Hi,
I am prototyping a system which sends all INSERT/UPDATE/DELETE events
to a third party software, I do:
CREATE TABLE data (id Serial PRIMARY KEY, data VARCHAR(255));
CREATE TABLE log (op CHAR(6), id integer, data VARCHAR(255));
CREATE OR REPLACE RULE send_notify AS ON INSERT TO log DO ALSO NOTIFY logevent;
CREATE OR REPLACE FUNCTION log_event() RETURNS TRIGGER AS $$
BEGIN
IF (TG_OP = 'DELETE') THEN
INSERT INTO log VALUES ('DELETE', OLD.id, OLD.data);
ELSIF (TG_OP = 'UPDATE') THEN
INSERT INTO log VALUES ('UPDATE', NEW.id, NEW.data);
ELSIF (TG_OP = 'INSERT') THEN
INSERT INTO log VALUES ('INSERT', NEW.id, NEW.data);
END IF;
RETURN NULL;
END;
$$ LANGUAGE plpgsql;
CREATE TRIGGER log_event_trigger AFTER INSERT OR UPDATE OR DELETE ON
data FOR EACH ROW EXECUTE PROCEDURE log_event();
A simple client program is used to wait for the NOTIFY logevent and
query the log table to send the changes, then delete what he has sent.
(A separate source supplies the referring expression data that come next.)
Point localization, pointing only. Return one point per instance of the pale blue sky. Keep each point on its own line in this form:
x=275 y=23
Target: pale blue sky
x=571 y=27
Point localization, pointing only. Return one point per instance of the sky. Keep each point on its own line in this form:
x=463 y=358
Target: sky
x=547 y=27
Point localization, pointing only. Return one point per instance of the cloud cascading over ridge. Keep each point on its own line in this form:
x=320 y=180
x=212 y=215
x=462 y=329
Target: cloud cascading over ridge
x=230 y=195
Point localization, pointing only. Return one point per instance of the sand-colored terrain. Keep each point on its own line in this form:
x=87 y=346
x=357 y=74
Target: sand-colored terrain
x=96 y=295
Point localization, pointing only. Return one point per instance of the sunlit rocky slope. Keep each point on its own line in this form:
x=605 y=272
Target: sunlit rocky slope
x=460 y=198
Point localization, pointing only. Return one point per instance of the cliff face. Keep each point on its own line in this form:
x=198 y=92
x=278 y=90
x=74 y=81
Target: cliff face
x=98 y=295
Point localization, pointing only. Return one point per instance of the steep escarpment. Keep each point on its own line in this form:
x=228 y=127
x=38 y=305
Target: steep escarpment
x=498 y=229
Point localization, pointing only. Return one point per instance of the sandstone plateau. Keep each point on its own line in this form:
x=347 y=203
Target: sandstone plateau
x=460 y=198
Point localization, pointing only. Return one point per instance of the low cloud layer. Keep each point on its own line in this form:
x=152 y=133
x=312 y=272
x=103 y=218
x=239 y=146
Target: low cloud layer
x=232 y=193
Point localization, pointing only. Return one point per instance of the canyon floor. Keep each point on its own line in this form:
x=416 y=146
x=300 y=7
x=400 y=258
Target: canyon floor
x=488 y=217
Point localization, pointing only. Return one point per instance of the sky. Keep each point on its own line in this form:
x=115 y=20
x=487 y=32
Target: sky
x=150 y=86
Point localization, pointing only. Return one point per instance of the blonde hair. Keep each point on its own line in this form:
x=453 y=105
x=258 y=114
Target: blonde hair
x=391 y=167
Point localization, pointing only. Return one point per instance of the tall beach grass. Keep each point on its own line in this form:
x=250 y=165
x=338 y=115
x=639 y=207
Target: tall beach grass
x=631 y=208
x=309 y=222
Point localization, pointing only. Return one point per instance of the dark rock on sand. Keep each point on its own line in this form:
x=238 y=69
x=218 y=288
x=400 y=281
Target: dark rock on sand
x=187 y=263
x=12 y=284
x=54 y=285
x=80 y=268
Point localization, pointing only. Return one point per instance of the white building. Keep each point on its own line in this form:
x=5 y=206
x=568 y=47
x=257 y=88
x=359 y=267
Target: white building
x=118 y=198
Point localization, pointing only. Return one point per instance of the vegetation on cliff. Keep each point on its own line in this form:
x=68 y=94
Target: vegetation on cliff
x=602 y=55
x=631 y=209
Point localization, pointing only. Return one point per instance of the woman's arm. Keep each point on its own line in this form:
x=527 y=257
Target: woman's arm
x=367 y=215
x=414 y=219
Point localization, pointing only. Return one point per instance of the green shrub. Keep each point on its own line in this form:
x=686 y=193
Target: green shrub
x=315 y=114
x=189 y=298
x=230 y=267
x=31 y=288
When I inserted data to TABLE data with the rate of about 25 every
second, the client can receive the notifies without any problem, and
when I use 3 similar programs to feed data, which means about 75
events every second, I found that Postgres didn't send NOTIFY
opportunely, since the client do SELECT query every several hundreds
seconds, which is too long to be acceptable.
So what I want to know is, is there anything wrong with my idea? and
how frequence can LISTEN/NOTIFY support? Thanks.